The New York Times' Neal Boudette wrote on Tuesday about how the big carmakers are adjusting to the threat of ride hail making individual car ownership obsolete.

Among the interesting bits were examples of Los Angeles-area people going mostly carless (from my view the last and final test among U.S. cities), that automakers are now considering the first and last mile (to the bus or train station and back) that mostly occupies public transit analysts, and that a shift away from individual car ownership could be a financial relief for automakers, who expend massive capital to produce new cars. Boudette breaks out that math:

Automakers are generally betting that sales of vehicles to fleet services will offset any decline in sales to individual consumers. Boston Consulting Group predicts that 44,000 cars will be sold to ride-sharing fleets in North America in 2021, more than making up for an expected net decline in consumer sales of about 8,000 vehicles. 

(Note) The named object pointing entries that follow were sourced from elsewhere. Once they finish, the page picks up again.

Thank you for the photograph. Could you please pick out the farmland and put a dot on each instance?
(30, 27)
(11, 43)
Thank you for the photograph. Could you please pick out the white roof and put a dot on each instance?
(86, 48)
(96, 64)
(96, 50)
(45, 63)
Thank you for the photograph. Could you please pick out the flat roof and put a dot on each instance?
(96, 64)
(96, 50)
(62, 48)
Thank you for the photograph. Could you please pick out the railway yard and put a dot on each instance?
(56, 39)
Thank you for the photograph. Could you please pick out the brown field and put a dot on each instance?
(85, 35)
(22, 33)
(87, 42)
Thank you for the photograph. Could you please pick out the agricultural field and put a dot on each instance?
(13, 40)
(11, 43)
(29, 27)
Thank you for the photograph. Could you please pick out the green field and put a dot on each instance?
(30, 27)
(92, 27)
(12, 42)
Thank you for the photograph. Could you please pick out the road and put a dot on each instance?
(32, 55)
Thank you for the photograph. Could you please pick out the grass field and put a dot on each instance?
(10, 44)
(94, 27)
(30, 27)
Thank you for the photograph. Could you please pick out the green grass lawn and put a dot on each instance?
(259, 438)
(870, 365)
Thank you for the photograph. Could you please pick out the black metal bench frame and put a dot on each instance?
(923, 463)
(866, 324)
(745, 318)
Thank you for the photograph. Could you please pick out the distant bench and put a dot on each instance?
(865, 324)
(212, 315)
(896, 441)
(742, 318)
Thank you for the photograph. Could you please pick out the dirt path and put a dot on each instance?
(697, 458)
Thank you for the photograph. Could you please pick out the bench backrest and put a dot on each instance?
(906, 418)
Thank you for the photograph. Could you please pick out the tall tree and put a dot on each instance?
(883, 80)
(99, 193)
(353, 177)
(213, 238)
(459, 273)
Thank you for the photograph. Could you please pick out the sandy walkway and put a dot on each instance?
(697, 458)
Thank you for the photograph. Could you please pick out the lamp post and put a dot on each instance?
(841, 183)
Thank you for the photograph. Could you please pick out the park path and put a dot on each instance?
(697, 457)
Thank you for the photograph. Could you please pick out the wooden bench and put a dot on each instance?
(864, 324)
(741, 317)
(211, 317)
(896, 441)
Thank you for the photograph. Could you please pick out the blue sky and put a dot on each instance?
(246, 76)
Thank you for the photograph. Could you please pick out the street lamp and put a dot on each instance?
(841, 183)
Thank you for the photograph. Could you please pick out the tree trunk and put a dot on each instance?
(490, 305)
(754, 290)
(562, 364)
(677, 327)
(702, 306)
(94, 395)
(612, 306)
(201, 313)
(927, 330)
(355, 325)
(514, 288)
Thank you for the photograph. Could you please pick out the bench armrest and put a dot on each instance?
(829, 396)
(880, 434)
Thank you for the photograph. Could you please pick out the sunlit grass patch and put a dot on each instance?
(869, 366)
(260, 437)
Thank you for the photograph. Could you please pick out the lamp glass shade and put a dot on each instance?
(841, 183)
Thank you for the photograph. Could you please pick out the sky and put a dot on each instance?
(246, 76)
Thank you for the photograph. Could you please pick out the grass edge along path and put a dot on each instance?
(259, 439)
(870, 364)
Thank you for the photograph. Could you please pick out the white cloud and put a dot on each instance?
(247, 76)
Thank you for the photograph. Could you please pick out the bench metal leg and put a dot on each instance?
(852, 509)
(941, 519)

The bigger impact might be on how the automotive industry — not just carmakers, but also fleet service operators, parts makers and the like — makes its money in years to come. 

According to the consulting firm PwC, the global automotive industry generates about $400 billion a year in profits; about 41 percent of that — or about $164 billion — comes from new vehicle sales. 

By 2030, PwC forecasts that even as overall automotive profits grow to about $600 billion, only about 29 percent of that will come from new vehicle sales. By then, PwC predicts that “mobility services’’ — including ride-hailing and other types of last-mile transportation services — will represent 20 percent of the automotive industry’s profits. 

Ford is among the automakers angling to be in position if that shift occurs.
“We are on the cusp of a revolution,” Mark Fields, Ford’s chief executive, said at the Los Angeles Auto Show in November. Cars, he said, “are no longer our entire game.”